In 1991 when a local park started to serve as a meeting place for homosexual men, Phelps began to protest against homosexuality. Phelps subsequently enlarged the scope of his activities and formed protests in areas where civil rights were being debated for LGBT people. Phelps received criticism in 1998 when he repeatedly exclaimed "Matt is in hell" during the funeral of Matthew Shepard, a man murdered for being homosexual.

Westboro Baptist Church bases its work around its belief that God hates homosexuals, mainly through the use of their motto "God Hates Fags", and expresses the opinion, based on its Biblical interpretation, that nearly every tragedy in the world is God's punishment for homosexuality - specifically society's increasing tolerance and acceptance of gay, lesbian, and bisexual people. It maintains that God hates homosexuals above all other kinds of sinners and that homosexuality should be a capital crime. The church runs the websites GodHatesFags.com, GodHatesAmerica.com, and websites condemnatory of LGBT people, Roman Catholics, Muslims, Jews, Sweden, Ireland, Canada, the Netherlands, and the United States. The organisation is monitored by the Anti-Defamation League and is classified as a hate group by the Southern Poverty Law Center. The group has achieved notoriety because of its picketing of funeral processions of US soldiers killed in combat in Iraq and Afghanistan.

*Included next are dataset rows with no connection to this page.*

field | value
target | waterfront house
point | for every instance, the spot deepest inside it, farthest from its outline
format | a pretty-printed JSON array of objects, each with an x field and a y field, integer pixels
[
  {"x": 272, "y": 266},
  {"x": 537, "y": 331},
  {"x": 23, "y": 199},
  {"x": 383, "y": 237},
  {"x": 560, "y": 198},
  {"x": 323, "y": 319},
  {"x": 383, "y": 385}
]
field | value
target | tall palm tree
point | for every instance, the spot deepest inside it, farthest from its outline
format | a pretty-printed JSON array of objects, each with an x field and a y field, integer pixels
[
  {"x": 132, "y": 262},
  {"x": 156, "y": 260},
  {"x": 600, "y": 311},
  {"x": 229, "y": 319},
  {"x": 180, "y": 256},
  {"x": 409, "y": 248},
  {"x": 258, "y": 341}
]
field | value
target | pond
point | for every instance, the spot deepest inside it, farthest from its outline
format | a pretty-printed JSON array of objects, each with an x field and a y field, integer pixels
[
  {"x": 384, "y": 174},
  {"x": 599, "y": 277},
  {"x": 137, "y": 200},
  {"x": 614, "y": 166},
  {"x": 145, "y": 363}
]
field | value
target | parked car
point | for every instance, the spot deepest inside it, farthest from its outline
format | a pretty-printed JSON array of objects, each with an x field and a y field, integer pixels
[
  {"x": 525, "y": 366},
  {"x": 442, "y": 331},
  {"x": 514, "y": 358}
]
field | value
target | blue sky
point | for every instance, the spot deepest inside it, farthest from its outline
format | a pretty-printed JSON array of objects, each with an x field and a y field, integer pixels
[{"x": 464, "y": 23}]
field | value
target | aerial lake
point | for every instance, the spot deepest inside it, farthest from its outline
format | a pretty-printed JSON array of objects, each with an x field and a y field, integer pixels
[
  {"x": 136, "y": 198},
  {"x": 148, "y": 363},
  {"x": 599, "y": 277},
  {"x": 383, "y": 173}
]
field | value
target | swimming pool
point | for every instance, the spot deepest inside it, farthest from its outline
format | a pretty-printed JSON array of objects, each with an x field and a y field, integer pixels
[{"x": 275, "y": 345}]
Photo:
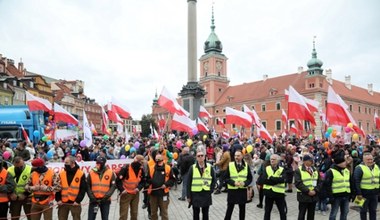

Controversial acts of Phelps and the Westboro Baptist Church resulted in litigation and the formation of groups which counter-protest against its efforts. President George W. Bush signed the Respect for America's Fallen Heroes Act into law on Memorial Day in May 2006. Members of the conservative Internet forum Free Republic mounted counterdemonstrations against pickets by the church. Groups of American Legion members formed motorcycle honor guards with the intention of safeguarding funerals of US military from the church protesters.

==Premise==
Theroux returned to Topeka after four years, to investigate the departure of several members of the Phelps family since his last visit. His return was prompted by an email he received from a young member of the church he had interviewed previously, who had since left and been disfellowshipped. The US Supreme Court case of Snyder v. Phelps, heard following the suing of Westboro Baptist Church for distress caused by the picketing of the funeral of a US Marine killed in Iraq, formed the background to the new film. Theroux was interested in the ambivalent attitude of church members towards his first film, and stated that "the new documentary feels quite different than the original - though still funny, a little darker and stranger".

== Reception ==
America's Most Hated Family in Crisis received mainly positive reviews. AOL Television's Mic Wright said "America's Most Hated Family in Crisis proved once again why Louis Theroux is such an enduring explorer of the oddest and most awful corners of the world". Rachel Tarley of the Metro said "America's Most Hated Family in Crisis was terrifying" and "It really looked like it could just have been an excellent spoof film about religious extremism in America. Unfortunately, you can tell it's real because you just couldn't make this stuff up". The Daily Post commented that the programme was an "extraordinary piece of television". Onthebox.com's Rhiannon Jones gave it four out of five stars, saying "Louis himself is less his trademark, benign objectivist, and more challenging of the group's relentless twattery. The only question he doesn't address – but, why would he – is whether it's un-ethical to publicise them at all, and reward them for their shocking views with the attention those views are so transparently designed to attract". The Independents Oliver Duggan said "[it was] truly captivating". The Liverpool Echos Paddy Shennan said "Louis provides great publicity."
However, the Irish Timess Bernice Harrison said "The excitement of seeing Theroux back on screen with a new documentary soon wore off".